Nas informações também constam as cidades que estão com o IIP satisfatório, como Ferraz de Vasconcelos com 0,2%, Itaquaquecetuba com 0,8%, Poá com 0,2% e Salesópolis com 0%. Esses quatro municípios acompanham outros 1.804 que apresentam resultados regulares por todo o país.
Biritiba Mirim foi o único que não fez parte da pesquisa realizada pelo ministério. Ao todo, 5.214 municípios realizaram algum tipo de levantamento que classifica o risco de aumento das doenças dengue, zika e chikungunya, causadas pelo Aedes aegypti
Segundo o Ministério de Saúde, o LIRAa é um instrumento fundamental para o controle do vetor e das doenças transmitidas pelo Aedes. Para a pasta, os números são importantes para que os prefeitos possam identificar os bairros onde estão concentrados os focos de reprodução do mosquito.

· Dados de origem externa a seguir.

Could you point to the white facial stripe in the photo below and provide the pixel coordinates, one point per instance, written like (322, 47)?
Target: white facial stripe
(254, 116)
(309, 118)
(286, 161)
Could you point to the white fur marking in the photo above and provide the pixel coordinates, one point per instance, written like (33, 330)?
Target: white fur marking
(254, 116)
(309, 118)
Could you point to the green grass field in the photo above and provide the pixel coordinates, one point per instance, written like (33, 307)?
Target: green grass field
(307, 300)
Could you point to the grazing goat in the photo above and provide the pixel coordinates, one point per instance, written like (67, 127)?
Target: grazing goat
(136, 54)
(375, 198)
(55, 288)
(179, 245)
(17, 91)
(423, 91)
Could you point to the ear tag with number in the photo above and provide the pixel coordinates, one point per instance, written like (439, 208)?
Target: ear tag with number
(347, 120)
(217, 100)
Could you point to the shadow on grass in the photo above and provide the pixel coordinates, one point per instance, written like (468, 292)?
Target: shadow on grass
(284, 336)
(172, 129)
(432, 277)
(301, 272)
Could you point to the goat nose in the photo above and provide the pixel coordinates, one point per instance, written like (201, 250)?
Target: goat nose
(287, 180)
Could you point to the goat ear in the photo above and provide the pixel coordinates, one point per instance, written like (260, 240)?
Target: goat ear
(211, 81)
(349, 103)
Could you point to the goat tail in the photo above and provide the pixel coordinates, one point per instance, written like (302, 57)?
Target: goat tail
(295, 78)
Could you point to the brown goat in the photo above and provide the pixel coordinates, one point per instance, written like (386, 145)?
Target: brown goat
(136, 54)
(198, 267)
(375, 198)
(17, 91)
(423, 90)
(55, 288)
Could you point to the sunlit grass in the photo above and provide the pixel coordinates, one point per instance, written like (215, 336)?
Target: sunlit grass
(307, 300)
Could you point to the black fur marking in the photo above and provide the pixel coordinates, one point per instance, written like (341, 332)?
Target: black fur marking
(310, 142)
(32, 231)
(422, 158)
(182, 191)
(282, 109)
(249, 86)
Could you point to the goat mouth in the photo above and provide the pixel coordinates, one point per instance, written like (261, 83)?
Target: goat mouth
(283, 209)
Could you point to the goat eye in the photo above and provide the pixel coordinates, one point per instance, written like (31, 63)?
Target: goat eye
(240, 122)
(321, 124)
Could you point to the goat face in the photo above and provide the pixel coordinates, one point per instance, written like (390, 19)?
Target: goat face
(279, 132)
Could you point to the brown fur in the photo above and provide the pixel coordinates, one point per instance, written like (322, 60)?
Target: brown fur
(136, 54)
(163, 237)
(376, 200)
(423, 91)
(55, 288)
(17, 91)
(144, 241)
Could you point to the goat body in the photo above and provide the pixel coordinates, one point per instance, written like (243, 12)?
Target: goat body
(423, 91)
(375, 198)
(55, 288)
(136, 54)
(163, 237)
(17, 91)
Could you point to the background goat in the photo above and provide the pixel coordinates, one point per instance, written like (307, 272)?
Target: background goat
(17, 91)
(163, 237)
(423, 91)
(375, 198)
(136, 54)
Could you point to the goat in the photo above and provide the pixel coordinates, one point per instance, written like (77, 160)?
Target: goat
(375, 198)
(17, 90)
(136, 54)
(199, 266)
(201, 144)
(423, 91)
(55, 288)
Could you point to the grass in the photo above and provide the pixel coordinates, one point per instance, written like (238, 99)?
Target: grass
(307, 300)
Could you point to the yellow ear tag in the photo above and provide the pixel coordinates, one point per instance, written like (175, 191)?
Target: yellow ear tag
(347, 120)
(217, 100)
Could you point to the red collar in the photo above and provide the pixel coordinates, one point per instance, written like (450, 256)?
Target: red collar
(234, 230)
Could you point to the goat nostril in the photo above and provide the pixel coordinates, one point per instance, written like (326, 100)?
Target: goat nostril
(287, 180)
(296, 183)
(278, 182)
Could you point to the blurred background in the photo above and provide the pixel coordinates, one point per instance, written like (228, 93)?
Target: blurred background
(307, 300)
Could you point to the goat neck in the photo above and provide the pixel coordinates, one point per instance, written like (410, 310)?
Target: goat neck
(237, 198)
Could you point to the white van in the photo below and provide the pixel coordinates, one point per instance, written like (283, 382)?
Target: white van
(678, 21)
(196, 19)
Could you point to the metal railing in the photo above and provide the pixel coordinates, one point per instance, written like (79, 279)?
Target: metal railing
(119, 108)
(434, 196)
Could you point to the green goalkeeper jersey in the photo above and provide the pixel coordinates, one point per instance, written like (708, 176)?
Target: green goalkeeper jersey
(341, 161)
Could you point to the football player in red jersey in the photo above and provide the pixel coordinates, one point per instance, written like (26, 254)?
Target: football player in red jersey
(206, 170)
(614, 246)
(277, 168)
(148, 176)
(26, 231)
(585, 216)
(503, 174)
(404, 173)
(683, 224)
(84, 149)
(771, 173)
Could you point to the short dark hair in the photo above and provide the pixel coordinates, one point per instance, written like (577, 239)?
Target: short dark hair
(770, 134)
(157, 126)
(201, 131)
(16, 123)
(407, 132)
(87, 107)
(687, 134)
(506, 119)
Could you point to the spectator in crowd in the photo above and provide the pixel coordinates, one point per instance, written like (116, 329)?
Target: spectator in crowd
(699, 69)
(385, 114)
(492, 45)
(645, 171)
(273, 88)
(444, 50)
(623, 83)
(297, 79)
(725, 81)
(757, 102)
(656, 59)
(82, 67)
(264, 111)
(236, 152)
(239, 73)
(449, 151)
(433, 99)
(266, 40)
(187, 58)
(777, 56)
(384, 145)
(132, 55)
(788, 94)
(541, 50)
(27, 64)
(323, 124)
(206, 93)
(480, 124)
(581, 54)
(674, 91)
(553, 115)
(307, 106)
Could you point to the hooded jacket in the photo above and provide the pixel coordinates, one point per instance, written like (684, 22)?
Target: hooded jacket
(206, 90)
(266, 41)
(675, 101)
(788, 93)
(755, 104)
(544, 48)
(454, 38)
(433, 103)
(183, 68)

Ainda será possível determinar qual o tipo de criadouro predominante e, desta forma, as prefeituras terão melhores condições de fazer o planejamento das ações de combate e controle do mosquito transmissor.
*Texto supervisionado pelo editor.

Arujá instala faixas com risco de contágio

Para tentar diminuir os riscos a infestação do Aedes aegypti em Arujá, a Secretaria de Saúde instalou faixas em áreas com risco de transmissão de dengue

Para tentar diminuir os riscos a infestação do Aedes aegypti em Arujá, a Secretaria de Saúde instalou faixas em áreas com risco de transmissão de dengue. O município tem 56 casos confirmados da doença, sendo 31 no bairro Parque Rodrigo Barreto e quatro importados.
"Os agentes de controle de vetores têm feito aplicação de inseticida, bloqueios, mutirões de fins de semana, conversado pessoalmente e distribuído informativos à população. Sem o envolvimento efetivo dela este trabalho é muito prejudicado porque fica impossível eliminar totalmente o mosquito", explicou a diretora de Vigilância em Saúde da Secretaria de Saúde, Mirian Miletti.
As faixas foram instaladas no Parque Rodrigo Barreto, no Centro Residencial, que tem sete casos da doença, e na região central.
Além do Barreto e do Residencial, 11 bairros têm casos de dengue: Jardim Planalto (3), Center Ville (2), Jordanópolis (2), Arujamérica (2), Mirante (2), Jardim Pinheiro (2), Caputera (1), Copaco (1), Corrêas (1), Vila Pilar (1) e Jardim Renata (1). "Os números nos preocupam e demonstram que há risco em todas as regiões", disse a secretária Mirian Miletti.
Segundo a Secretaria de Estado da Saúde, 80% dos criadouros estão nas casas e os principais motivos são o armazenamento incorreto de água, vãos nas caixas d'água e recipientes no quintal.